When you think of going whale watching, New York City may not immediately spring to mind; places like Anchorage or Monterey are far better known for cetacean spotting. But there was a time when the waters of the East Coast of the United States were teeming with whales, which gave rise to the whaling industry depicted so memorably in Herman Melville’s “Moby Dick.”
That very same industry, as we all know, dealt an almost irreversible blow to whale populations in the area, particularly to humpback whales. Whalers were forced to extend their range to far-away seas, including the shores of Africa and the Pacific. However, the tides may be turning, so to speak.

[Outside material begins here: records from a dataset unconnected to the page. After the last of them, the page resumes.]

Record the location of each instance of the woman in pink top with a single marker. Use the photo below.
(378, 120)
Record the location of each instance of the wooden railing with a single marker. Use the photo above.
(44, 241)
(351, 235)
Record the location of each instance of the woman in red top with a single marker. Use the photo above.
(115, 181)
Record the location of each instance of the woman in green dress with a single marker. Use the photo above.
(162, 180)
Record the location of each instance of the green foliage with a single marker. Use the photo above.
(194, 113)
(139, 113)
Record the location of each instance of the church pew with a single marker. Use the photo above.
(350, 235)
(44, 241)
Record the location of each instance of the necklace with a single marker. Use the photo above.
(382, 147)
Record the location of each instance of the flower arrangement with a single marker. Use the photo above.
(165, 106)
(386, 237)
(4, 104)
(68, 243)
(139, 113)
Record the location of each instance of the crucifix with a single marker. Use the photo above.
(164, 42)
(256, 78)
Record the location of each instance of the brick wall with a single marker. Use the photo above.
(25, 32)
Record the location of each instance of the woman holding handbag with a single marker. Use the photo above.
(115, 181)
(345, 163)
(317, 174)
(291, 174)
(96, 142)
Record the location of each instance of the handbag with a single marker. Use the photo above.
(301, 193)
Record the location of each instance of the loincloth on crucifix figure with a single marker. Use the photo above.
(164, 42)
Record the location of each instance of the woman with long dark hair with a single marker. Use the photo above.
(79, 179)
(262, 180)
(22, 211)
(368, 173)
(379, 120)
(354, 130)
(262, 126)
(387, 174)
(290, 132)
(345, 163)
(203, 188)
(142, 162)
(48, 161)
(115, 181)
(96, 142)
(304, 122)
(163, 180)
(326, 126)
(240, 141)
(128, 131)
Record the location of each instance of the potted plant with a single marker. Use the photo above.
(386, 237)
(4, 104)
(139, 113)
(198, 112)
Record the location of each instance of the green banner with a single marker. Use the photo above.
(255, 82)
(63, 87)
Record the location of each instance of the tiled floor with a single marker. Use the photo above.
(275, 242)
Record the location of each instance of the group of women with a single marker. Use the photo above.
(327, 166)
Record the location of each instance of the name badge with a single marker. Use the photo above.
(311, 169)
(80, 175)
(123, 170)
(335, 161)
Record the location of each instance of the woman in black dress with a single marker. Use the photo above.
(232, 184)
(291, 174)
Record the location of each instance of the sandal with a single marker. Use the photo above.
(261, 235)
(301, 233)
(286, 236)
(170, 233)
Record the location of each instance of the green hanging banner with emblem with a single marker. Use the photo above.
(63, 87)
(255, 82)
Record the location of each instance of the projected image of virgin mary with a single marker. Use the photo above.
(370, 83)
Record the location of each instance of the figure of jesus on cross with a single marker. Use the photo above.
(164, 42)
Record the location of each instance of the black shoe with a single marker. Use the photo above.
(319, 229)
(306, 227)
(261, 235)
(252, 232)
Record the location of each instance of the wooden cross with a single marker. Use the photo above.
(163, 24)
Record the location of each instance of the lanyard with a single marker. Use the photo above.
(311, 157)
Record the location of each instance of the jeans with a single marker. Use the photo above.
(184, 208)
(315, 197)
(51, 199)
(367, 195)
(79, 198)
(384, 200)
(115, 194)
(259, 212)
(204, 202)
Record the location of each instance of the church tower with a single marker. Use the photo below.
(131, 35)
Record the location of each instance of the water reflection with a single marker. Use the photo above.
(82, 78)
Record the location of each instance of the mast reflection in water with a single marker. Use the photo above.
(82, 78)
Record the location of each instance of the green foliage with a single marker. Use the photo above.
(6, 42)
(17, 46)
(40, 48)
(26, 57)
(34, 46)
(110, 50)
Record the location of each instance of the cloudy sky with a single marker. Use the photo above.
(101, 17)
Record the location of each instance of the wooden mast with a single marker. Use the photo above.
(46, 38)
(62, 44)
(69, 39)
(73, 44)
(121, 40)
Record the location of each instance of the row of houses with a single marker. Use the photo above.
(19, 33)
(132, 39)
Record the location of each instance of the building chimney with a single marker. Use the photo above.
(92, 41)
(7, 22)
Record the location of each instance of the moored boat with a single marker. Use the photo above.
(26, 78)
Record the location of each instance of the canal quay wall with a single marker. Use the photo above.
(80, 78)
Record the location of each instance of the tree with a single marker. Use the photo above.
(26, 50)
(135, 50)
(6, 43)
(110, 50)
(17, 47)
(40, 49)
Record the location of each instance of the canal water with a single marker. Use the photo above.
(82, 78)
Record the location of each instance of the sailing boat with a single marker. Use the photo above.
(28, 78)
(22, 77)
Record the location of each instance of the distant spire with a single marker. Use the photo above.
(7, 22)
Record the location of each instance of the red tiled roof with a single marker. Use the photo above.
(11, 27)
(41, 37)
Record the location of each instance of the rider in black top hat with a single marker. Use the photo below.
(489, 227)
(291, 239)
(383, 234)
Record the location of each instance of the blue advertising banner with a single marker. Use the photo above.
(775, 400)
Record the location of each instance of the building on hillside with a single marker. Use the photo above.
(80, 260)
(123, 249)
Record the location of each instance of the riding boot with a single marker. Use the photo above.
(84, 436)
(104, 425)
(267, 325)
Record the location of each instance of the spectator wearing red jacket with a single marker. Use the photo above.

In the future, as in the past, New York City may want to add whale watching to its list of attractions, as whale watchers and biologists have observed an ever-increasing number of humpback whales as close as ½-mile from the Rockaway Peninsula, part of the borough of Queens. This area, along with New Jersey’s Sandy Hook, forms the gateway to New York City’s harbor, meaning that, standing in the same spot, you could face one way to see whales and the other way to see the Manhattan skyline.
At least 19 individual whales were spotted a total of 87 times in 2014 alone, and sightings have been on the rise since fishermen and other sea goers started reported on the phenomenon in 2010. In 2012, there were 15 sighting; in 2013 there were 33.
One of the most fascinating things about the phenomenon is that at present, no one is quite sure why the whales are returning. Theories postulate that this may be a sign that city, state, and federal initiatives on water protection, combined with legal protection of whales and other marine mammals, is working. There may also be an increase in the whales’ foods of choice in the waters around the city, perhaps as a result of increasing global temperatures. The best-case scenario is that these sightings are a sign of an increasing population of whales. Although this has not yet been confirmed, reports elsewhere indicate that whale populations worldwide are increasing again. On the other hand, it may also be a sign that overfishing has left the whales’ usual feeding grounds unable to support the populations, forcing them closer to shore to find food.
Whatever the reason, naturalists and tourists alike are delighted to see the animals return to the New York and New Jersey shores, though there is worry that the presence of whales in these much-trafficked waters may lead to collisions with waterborne vessels. Legislation to create protected areas or to re-route commercial sailing routes may be necessary down the line. But for now, consider adding whale watching to your New York City itinerary!